24 Wanneer dan nog de weg voor u te veel zal zijn, dat gij zulks niet zoudt kunnen heendragen, omdat de plaats te verre van u zal zijn, die de HEERE, uw God, verkiezen zal, om Zijn Naam aldaar te stellen; wanneer de HEERE, uw God, u zal gezegend hebben;
But, when the way becometh too long for thee because thou canst not carry it, because the place is too far for thee which Yahweh thy God shall choose to put his name there, —because Yahweh thy God blesseth thee,
25 Zo maak het tot geld, en bindt het geld in uw hand, en gaat naar de plaats, die de HEERE, uw God, verkiezen zal;
then shalt thou turn it into silver, —and shalt bind up the silver in thy hand, and shalt journey unto the place, which Yahweh thy God shall choose;
26 En geeft dat geld voor alles, wat uw ziel gelust, voor runderen en voor schapen, en voor wijn, en voor sterken drank, en voor alles, wat uw ziel van u begeren zal, en eet aldaar voor het aangezicht des HEEREN, uws Gods, en weest vrolijk, gij en uw huis.
and shalt turn the silver into whatsoever thy soul desireth—of the herd or of the flock, or of wine or of strong drink, or of whatsoever thy soul shall ask thee for, —and shalt eat it there, before Yahweh thy God, and shalt rejoice, thou and thy household,
27 Maar den Leviet, die in uw poorten is, zult gij niet verlaten; want hij heeft geen deel noch erve met u.
and, the Levite who is within thy gates, thou shalt not forsake him, —for he hath neither portion nor inheritance with thee.

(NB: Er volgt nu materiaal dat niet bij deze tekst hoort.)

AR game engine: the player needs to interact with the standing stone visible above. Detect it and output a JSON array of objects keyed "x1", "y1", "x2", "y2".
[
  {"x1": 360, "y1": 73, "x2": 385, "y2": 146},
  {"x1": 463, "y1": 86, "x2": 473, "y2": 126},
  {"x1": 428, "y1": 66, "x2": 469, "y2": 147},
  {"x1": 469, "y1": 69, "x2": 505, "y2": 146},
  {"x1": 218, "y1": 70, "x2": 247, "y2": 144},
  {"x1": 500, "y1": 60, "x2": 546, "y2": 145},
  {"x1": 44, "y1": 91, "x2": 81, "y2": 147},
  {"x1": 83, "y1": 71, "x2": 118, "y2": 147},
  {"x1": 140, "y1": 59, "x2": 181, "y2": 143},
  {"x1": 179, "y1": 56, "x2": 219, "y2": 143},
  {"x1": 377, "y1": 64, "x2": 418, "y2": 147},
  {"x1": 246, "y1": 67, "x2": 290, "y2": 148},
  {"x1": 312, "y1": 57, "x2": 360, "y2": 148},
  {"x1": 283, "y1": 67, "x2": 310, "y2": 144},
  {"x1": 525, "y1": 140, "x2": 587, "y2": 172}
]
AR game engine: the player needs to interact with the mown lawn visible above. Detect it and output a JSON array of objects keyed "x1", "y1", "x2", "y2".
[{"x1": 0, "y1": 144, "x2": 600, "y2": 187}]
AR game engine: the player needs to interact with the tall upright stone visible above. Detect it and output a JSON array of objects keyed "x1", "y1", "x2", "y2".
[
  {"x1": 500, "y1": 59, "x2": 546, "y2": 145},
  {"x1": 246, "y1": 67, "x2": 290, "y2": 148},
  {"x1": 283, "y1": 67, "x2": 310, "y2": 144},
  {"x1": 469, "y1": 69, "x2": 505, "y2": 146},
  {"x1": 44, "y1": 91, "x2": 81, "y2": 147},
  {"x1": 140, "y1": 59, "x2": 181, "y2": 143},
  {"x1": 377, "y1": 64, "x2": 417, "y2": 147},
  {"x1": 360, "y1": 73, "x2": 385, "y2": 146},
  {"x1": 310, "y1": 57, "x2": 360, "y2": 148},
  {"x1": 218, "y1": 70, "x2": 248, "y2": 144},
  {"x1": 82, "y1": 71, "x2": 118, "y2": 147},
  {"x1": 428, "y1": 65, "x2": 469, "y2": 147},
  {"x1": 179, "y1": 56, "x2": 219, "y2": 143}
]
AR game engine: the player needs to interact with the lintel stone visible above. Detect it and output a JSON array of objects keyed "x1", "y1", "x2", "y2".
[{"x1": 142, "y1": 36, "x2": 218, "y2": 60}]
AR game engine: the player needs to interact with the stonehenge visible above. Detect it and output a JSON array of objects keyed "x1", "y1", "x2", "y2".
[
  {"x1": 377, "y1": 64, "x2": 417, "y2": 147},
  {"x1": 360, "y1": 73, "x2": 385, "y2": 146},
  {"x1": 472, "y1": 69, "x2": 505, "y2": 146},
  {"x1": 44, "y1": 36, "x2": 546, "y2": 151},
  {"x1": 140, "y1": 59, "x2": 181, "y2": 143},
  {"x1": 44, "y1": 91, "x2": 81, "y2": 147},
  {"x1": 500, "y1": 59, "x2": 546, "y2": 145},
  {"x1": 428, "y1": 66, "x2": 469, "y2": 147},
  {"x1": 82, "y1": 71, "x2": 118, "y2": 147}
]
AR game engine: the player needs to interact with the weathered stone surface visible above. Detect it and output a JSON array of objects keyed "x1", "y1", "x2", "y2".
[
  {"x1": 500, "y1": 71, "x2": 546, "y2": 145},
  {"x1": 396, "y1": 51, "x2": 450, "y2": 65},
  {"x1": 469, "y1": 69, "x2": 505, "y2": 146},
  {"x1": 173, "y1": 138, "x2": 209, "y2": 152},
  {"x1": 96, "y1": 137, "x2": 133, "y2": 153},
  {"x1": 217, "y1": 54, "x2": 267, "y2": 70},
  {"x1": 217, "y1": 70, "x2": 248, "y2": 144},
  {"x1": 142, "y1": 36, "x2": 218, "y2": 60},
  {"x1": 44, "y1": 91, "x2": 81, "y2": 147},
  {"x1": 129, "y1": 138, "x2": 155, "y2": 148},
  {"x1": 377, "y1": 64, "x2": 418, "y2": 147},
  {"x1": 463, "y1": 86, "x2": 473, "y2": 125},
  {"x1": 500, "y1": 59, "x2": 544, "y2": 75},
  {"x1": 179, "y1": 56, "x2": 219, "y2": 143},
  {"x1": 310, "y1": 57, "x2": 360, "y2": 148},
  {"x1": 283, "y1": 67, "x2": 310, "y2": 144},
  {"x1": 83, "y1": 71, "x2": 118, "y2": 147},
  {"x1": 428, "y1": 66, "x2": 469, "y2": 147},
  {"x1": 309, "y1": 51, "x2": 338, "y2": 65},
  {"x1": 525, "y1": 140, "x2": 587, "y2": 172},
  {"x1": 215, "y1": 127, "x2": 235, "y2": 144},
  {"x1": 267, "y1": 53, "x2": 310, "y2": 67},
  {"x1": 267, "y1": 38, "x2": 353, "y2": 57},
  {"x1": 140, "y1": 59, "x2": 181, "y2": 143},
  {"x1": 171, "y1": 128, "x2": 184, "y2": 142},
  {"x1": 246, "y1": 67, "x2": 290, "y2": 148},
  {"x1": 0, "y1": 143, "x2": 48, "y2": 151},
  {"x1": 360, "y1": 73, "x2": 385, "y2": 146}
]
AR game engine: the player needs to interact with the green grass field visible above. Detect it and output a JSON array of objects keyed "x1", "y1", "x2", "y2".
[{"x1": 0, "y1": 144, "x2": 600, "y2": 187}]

28 Ten einde van drie jaren zult gij voortbrengen alle tienden van uw inkomen, in hetzelve jaar, en gij zult ze wegleggen in uw poorten;
At the end of three years, shalt thou bring forth all the tithe of thine increase in that year, —and shalt lay it up within thy gates;
29 Zo zal komen de Leviet, dewijl hij geen deel noch erve met u heeft, en de vreemdeling, en de wees en de weduwe, die in uw poorten zijn, en zullen eten en verzadigd worden; opdat u de HEERE, uw God, zegene in al het werk uwer hand, dat gij doen zult.
and the Levite shall come in—because he hath neither portion nor inheritance with thee—and the sojourner and the fatherless and the widow who are within thy gates, and they shall eat and be satisfied, —that Yahweh thy God may bless thee, in all the work of thy hand which thou shalt do.